Le marché de l’emploi pour des métiers très spécifiques dans le secteur agricole est faible et variable dans le temps. Il sera impossible de définir un référentiel de formation pour chaque profil métier distinct.

C’est pourquoi une classification des segments de marché en 4 groupes a été réalisée, chacun ayant son profil métier (niveau 2) bien défini :

Profil métier d’un segment de marché :

__________________________________________________________________________

Ouvrier spécialisé de grande exploitation agricole

Dirigeant de petite entreprise agricole

Agent spécialisé/ Directeur en Transformation des produits agricoles et investissements

Agent qualifié en services de commercialisation, ventes, commerce et recherche, etc.

__________________________________________________________________________

Pour les quatre groupes les capacités de base, savoirs et compétences à acquérir sont identiques.

Des caractéristiques comme la précision, la responsabilité et un niveau minimum d’initiative sont nécessaires quel que soit le profil métier et la plupart des métiers nécessitent un minimum de connaissances en production agricole et en gestion d’entreprise.

D’un autre côté, nombre de métiers peuvent être distingués dans chacun des sous-groupes. Dans la petite exploitation agricole par exemple on peut se spécialiser en production de fraises ou en élevage de dindes.

RECOMMANDATIONS:

Il y a  un besoin urgent de mettre en place un Comité Interministériel  de Coordination pour

L’Enseignement  Agricole Supérieur avec la participation du MOEH, du Ministère de Agriculture, du

Ministère de la Planification et des Universités afin de:

o Développer des systèmes et des mesures (tels qu’un système de quotas) pour mettre le nombre de diplômés de l’université en accord avec les besoins du marché de l’emploi.

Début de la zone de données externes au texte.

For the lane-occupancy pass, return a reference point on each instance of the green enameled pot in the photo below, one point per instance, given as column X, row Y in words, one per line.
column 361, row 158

o Promouvoir la coordination et la coopération entre les Facultés d’Agriculture, le Ministère de l’Agriculture et les ONGs dans le domaine de la recherche agricole.

o Coordonner le développement de nouveaux Départements et des études de 3e cycle.

o Il est nécessaire de mettre en place un programme de bourses pour le personnel de l’université afin de constituer une équipe de titulaires de doctorats adaptée pour l’université.